Medicanes markieren die Grenze zwischen tropischen und außertropischen Zonen, ihre Vorderseite (Südostflanke) wird von Heißluftmassen der Sahara (Scirocco) angetrieben, ihre Rückseite (Westflanke) von atlantischen oder polaren Kaltluftmassen. Medicanes zerfallen daher in ihrer Struktur meist innerhalb von Stunden wieder zu regulären Tiefdruckwirbeln. Auch die Gesamtlebensdauer liegt mit rund zwei Tagen weit unter jener der Großwirbel der Ozeane.

Die Zugrichtung der Medicanes wird von der Westwinddrift gesteuert und verläuft daher (im Unterschied zur innertropischen Konvergenzzone) nach Osten.
Ferner treten die höchsten Windgeschwindigkeiten bei tropischen Wirbelstürmen im Kern (um das Auge), bei Medicanes jedoch wie bei normalen Sturmtiefs in den spiralförmigen Fronten (bei der Okklusionen von Kalt- und Warmfront) auf.
Allerdings sind auch Medicanes stark genug, um mit Niederschlagsmengen von bis zu 500 l/m2 in 24 Stunden starke Verwüstungen auf kleineren Inseln und an den Küsten des Mittelmeeres anzurichten.

Wichtig für die Entstehung von Medicanes ist der Temperaturgegensatz zwischen der Meeresoberflächentemperatur und der hohen Troposphäre, der mehr als 57 °C betragen sollte. Anders als bei Tropischen Wirbelstürmen sind dabei die kalten Temperaturen in der Höhe entscheidend, weniger die Temperatur der Meeresoberfläche. Medicanes benötigen nicht wie tropische Wirbelstürme eine Wassertemperaturen von mehr als 26 °C - ausreichend sind Temperaturen von über 15 °C.

Die vertikale Temperaturdifferenz, durch die die Luft instabil wird und aufsteigt, wird weniger durch eine Erwärmung des Wassers als durch Eindringen von Kaltluft in der Höhe bestimmt. Die Kaltluft dringt meist als kaltes Höhentief aus höheren Breiten ein. Die aufsteigende Luft kühlt sich ab, es kommt zu Kondensation und Energiefreisetzung, die den weiteren Aufstieg antreibt. Ähnlich wie bei tropischen Wirbelstürmen ist die Freisetzung latenter Wärme im Zentrum des Medicane der Energielieferant, die ständig durch die Verdunstung von Meerwasser nachgeliefert wird.
Weitere Voraussetzungen sind eine hohe relative Feuchtigkeit und ein tiefer Luftdruck am Boden. Der tiefe Luftdruck entsteht zunächst durch ein "normales" Tiefdruckgebiet, dessen tiefer Druck dann im Kern des Wirbels durch die aufsteigenden Luftmassen bis unter 1000 hPa fallen kann.
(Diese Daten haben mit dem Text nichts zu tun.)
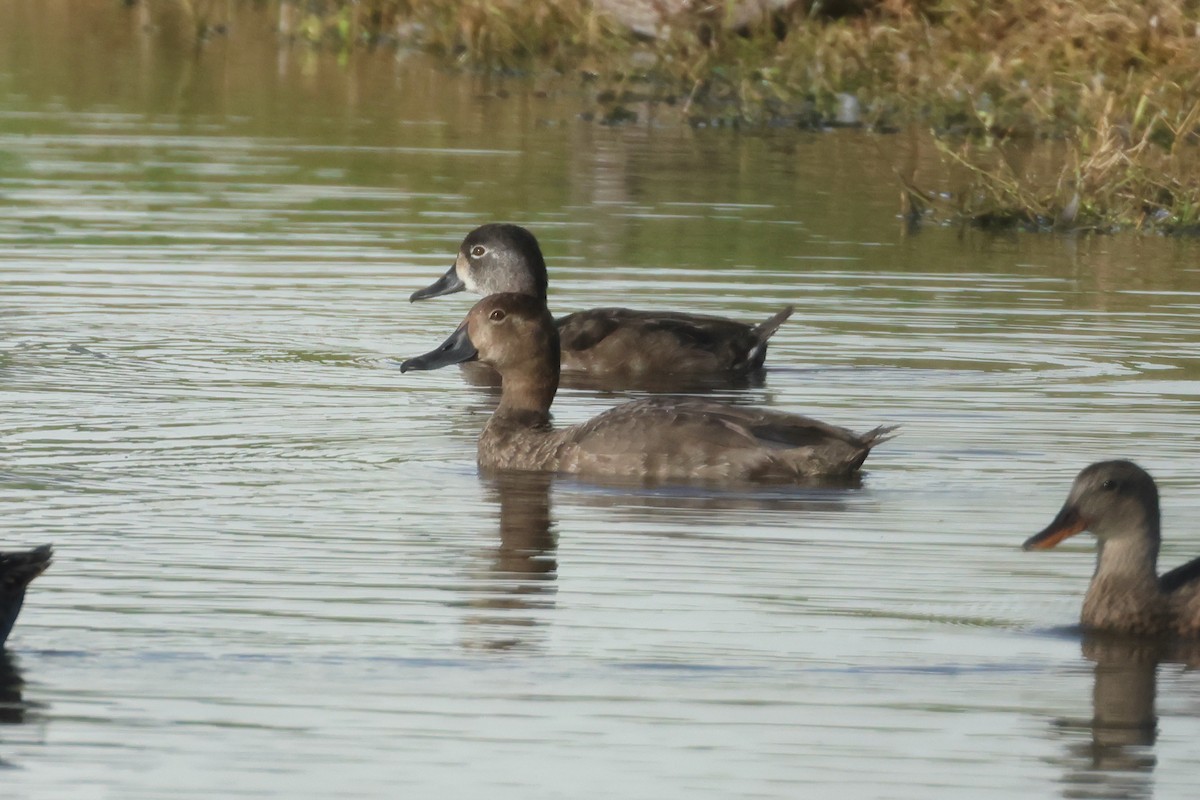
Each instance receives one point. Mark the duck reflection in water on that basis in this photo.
(517, 584)
(12, 707)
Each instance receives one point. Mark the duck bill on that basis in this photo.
(448, 283)
(455, 349)
(1066, 524)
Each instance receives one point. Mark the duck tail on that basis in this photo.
(18, 569)
(880, 434)
(763, 331)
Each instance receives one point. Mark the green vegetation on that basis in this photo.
(1113, 85)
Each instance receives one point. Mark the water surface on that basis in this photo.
(279, 572)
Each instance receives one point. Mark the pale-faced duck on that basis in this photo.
(504, 258)
(659, 439)
(1117, 501)
(17, 569)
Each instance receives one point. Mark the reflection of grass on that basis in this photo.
(1116, 82)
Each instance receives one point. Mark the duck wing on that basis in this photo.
(1181, 577)
(684, 438)
(640, 342)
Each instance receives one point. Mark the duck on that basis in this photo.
(1117, 501)
(17, 569)
(612, 342)
(652, 440)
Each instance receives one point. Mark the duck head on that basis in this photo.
(493, 258)
(511, 332)
(1113, 499)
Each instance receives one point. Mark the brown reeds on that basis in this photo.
(1114, 83)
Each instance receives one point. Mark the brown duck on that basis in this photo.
(618, 342)
(659, 439)
(1117, 501)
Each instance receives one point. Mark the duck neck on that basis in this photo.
(527, 395)
(1125, 593)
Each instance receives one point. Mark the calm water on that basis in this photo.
(280, 575)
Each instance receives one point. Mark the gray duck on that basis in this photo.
(657, 439)
(1117, 501)
(612, 342)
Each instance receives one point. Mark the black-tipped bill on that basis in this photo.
(455, 349)
(1067, 523)
(448, 283)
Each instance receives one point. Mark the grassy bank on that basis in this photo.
(1116, 83)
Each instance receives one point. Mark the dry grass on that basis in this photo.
(1116, 82)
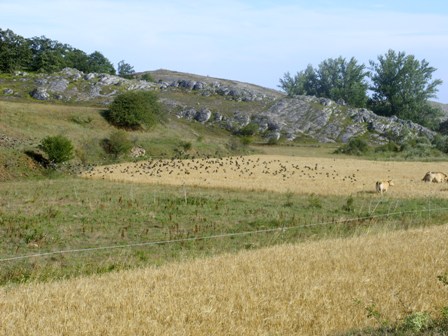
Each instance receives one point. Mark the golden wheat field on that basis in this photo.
(323, 176)
(315, 288)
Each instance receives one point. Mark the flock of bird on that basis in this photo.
(226, 167)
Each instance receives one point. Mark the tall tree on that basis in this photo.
(334, 78)
(98, 63)
(14, 52)
(402, 86)
(124, 69)
(342, 79)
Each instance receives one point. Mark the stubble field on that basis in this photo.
(319, 286)
(320, 176)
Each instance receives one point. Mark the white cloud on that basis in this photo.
(256, 41)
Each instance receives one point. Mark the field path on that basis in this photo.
(305, 175)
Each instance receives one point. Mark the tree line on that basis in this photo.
(399, 85)
(41, 54)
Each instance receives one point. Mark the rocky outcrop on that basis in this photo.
(327, 121)
(274, 114)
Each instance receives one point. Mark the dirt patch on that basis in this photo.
(322, 176)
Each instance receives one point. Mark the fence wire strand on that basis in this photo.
(217, 236)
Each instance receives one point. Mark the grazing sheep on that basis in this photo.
(382, 186)
(435, 177)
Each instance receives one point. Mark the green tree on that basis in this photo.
(342, 79)
(15, 53)
(48, 55)
(118, 143)
(58, 148)
(305, 82)
(97, 62)
(334, 78)
(402, 86)
(124, 69)
(134, 109)
(77, 59)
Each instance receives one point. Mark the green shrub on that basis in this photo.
(58, 148)
(134, 109)
(248, 130)
(356, 146)
(117, 144)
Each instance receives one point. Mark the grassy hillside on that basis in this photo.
(24, 125)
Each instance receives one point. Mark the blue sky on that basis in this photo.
(245, 40)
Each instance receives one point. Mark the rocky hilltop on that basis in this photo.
(270, 111)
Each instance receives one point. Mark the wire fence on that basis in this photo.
(219, 236)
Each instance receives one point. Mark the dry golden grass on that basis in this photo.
(307, 289)
(322, 176)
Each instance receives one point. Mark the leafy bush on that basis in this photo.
(356, 146)
(58, 148)
(389, 147)
(249, 130)
(117, 144)
(134, 109)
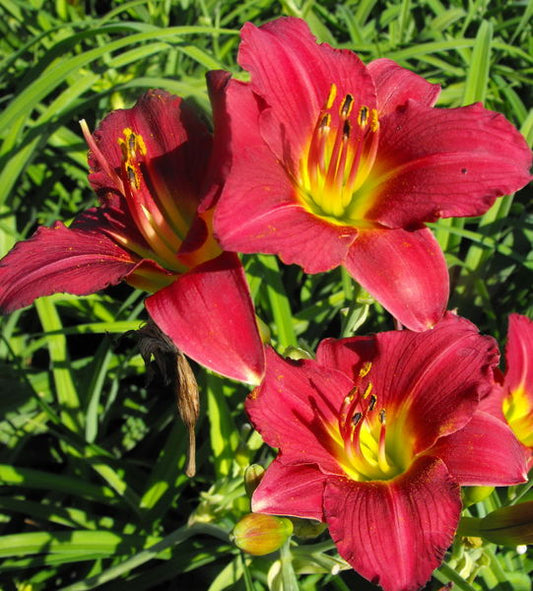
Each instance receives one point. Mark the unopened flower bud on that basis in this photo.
(307, 528)
(509, 526)
(260, 534)
(252, 477)
(475, 494)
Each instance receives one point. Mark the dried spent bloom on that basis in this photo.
(330, 162)
(375, 438)
(150, 168)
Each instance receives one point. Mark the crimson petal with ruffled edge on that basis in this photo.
(79, 260)
(290, 490)
(395, 85)
(453, 362)
(444, 163)
(293, 406)
(405, 271)
(304, 73)
(177, 142)
(519, 355)
(484, 452)
(208, 314)
(275, 223)
(395, 533)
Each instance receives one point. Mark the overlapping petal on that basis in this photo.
(401, 441)
(248, 224)
(78, 260)
(396, 85)
(291, 490)
(484, 452)
(177, 143)
(304, 74)
(435, 163)
(328, 156)
(209, 315)
(519, 355)
(405, 271)
(395, 534)
(293, 406)
(452, 361)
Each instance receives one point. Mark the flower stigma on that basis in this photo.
(338, 160)
(365, 451)
(516, 408)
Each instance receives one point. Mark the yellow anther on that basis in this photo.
(331, 96)
(362, 118)
(131, 143)
(346, 106)
(367, 366)
(346, 128)
(374, 121)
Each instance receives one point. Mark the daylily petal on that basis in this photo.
(484, 452)
(395, 85)
(79, 260)
(452, 361)
(405, 271)
(297, 92)
(435, 163)
(519, 355)
(177, 144)
(290, 490)
(208, 314)
(395, 533)
(293, 407)
(257, 211)
(218, 83)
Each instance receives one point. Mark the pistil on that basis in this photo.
(363, 432)
(339, 158)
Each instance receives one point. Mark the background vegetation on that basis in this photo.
(91, 464)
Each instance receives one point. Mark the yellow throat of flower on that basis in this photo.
(367, 445)
(338, 160)
(518, 411)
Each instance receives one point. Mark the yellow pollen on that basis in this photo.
(367, 366)
(346, 106)
(362, 118)
(331, 96)
(368, 390)
(374, 121)
(133, 176)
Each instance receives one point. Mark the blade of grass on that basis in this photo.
(67, 396)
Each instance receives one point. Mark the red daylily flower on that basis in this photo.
(512, 399)
(149, 166)
(375, 438)
(337, 163)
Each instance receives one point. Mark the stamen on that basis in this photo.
(346, 106)
(132, 177)
(356, 418)
(331, 96)
(382, 452)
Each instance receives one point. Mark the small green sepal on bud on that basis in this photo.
(252, 477)
(475, 494)
(507, 526)
(260, 534)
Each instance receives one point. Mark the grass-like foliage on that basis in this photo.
(92, 458)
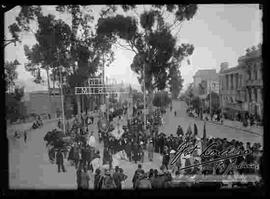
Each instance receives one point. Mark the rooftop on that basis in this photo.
(209, 74)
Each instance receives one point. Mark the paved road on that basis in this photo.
(214, 130)
(30, 167)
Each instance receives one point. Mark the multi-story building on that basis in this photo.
(241, 86)
(232, 89)
(252, 65)
(211, 80)
(41, 103)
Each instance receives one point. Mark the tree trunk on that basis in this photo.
(49, 88)
(78, 104)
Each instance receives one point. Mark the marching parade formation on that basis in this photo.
(102, 120)
(80, 147)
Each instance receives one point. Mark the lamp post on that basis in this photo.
(144, 100)
(61, 93)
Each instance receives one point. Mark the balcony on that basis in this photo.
(257, 82)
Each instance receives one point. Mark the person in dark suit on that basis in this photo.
(60, 161)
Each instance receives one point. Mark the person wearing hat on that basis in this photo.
(136, 174)
(150, 149)
(98, 179)
(166, 159)
(60, 161)
(117, 178)
(143, 182)
(108, 181)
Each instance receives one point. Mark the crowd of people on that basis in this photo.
(247, 119)
(84, 156)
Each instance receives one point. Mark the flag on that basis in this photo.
(189, 131)
(204, 136)
(195, 130)
(204, 131)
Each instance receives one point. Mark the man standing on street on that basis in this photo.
(150, 150)
(60, 161)
(25, 136)
(92, 140)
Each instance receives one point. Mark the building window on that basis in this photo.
(255, 73)
(255, 95)
(236, 76)
(249, 74)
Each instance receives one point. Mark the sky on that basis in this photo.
(219, 33)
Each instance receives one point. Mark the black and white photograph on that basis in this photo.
(130, 97)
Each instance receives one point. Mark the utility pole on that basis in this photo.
(144, 100)
(62, 99)
(210, 99)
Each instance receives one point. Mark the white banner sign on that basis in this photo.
(97, 90)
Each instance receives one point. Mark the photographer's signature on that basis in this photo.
(215, 156)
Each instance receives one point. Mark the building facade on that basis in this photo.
(232, 89)
(211, 80)
(241, 86)
(252, 65)
(41, 103)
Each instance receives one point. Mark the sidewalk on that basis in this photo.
(24, 126)
(238, 125)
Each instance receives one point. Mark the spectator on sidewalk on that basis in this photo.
(150, 150)
(143, 182)
(108, 182)
(98, 178)
(123, 178)
(60, 161)
(136, 174)
(117, 178)
(85, 178)
(25, 136)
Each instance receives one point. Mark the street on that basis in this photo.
(29, 166)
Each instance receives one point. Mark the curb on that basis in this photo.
(248, 131)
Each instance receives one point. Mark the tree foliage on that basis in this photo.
(10, 73)
(13, 103)
(215, 103)
(175, 81)
(203, 87)
(26, 15)
(151, 39)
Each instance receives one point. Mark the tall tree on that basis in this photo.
(150, 37)
(215, 102)
(88, 51)
(26, 16)
(189, 93)
(10, 74)
(175, 81)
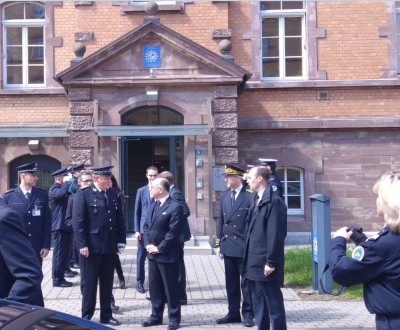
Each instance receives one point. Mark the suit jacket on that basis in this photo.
(20, 272)
(162, 229)
(266, 229)
(232, 222)
(98, 225)
(177, 196)
(142, 203)
(35, 214)
(58, 199)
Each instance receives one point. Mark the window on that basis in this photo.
(282, 39)
(293, 188)
(23, 44)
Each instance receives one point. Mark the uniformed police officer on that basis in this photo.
(32, 205)
(375, 262)
(270, 164)
(58, 199)
(234, 207)
(99, 230)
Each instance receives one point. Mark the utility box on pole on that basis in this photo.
(320, 235)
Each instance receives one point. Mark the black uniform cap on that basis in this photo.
(230, 169)
(103, 170)
(27, 168)
(61, 172)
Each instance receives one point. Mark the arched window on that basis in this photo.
(23, 44)
(292, 179)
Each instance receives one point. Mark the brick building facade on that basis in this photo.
(191, 85)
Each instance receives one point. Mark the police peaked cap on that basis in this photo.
(102, 170)
(61, 172)
(27, 168)
(230, 169)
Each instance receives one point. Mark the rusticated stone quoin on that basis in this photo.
(224, 105)
(226, 155)
(81, 139)
(79, 123)
(79, 94)
(225, 120)
(77, 156)
(81, 108)
(84, 36)
(225, 91)
(221, 33)
(225, 138)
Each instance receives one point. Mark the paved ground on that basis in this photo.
(207, 301)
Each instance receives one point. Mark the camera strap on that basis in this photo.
(338, 292)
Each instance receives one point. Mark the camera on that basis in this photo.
(358, 235)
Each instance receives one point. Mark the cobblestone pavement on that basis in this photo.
(206, 301)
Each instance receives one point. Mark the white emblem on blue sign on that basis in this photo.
(151, 57)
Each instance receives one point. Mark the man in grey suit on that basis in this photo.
(142, 203)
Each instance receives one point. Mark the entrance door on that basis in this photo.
(138, 154)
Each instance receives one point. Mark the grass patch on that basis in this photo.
(298, 273)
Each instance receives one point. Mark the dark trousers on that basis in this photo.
(140, 262)
(62, 241)
(163, 281)
(97, 268)
(236, 287)
(268, 305)
(118, 268)
(182, 275)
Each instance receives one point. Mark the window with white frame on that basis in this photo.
(282, 39)
(23, 44)
(292, 179)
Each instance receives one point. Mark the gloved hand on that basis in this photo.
(121, 248)
(220, 256)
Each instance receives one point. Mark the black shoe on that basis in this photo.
(64, 284)
(140, 288)
(122, 284)
(110, 321)
(229, 319)
(150, 323)
(249, 322)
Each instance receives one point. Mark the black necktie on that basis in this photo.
(233, 193)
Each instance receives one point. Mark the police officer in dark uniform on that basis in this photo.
(375, 262)
(270, 164)
(32, 205)
(58, 199)
(99, 230)
(233, 211)
(20, 272)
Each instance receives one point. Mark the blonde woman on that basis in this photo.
(375, 262)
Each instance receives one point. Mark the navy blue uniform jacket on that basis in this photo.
(266, 231)
(232, 222)
(36, 215)
(20, 272)
(378, 270)
(58, 198)
(162, 230)
(95, 223)
(142, 203)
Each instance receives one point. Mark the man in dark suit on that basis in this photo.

Medicanes entwickeln sich vorwiegend im Herbst, wenn das Meerwasser noch relativ warm ist und in der oberen Atmosphäre sich bereits Kaltlufteinbrüche aus dem Norden bemerkbar machen – selbst im Winter gibt es aufgrund der Kaltlufteinbrüche mehr Medicanes als im Frühjahr und Sommer.

Regional gibt es die meisten Medicanes im westlichen und zentralen Mittelmeer - mit den beiden Maxima im nordwestlichen Mittelmeer und im Ionischen Meer. Grund für diese Verteilung ist das Eindringen kalter Höhenluft vorwiegend über der westlichen Hälfte des Mittelmeeres.

Zwar wird sich bis zum Ende des 21. Jahrhunderts die Meeresoberflächentemperatur im Winter um bis zu 3 °C erwärmen. Allerdings wird sich auch die Atmosphäre erwärmen, sodass Kaltluft in der Höhe deutlich seltener in die Mittelmeerregion eindringen wird. Dadurch wird sich der vertikale Temperaturgradient verringern und die Häufigkeit der Entstehung von Medicanes verringern.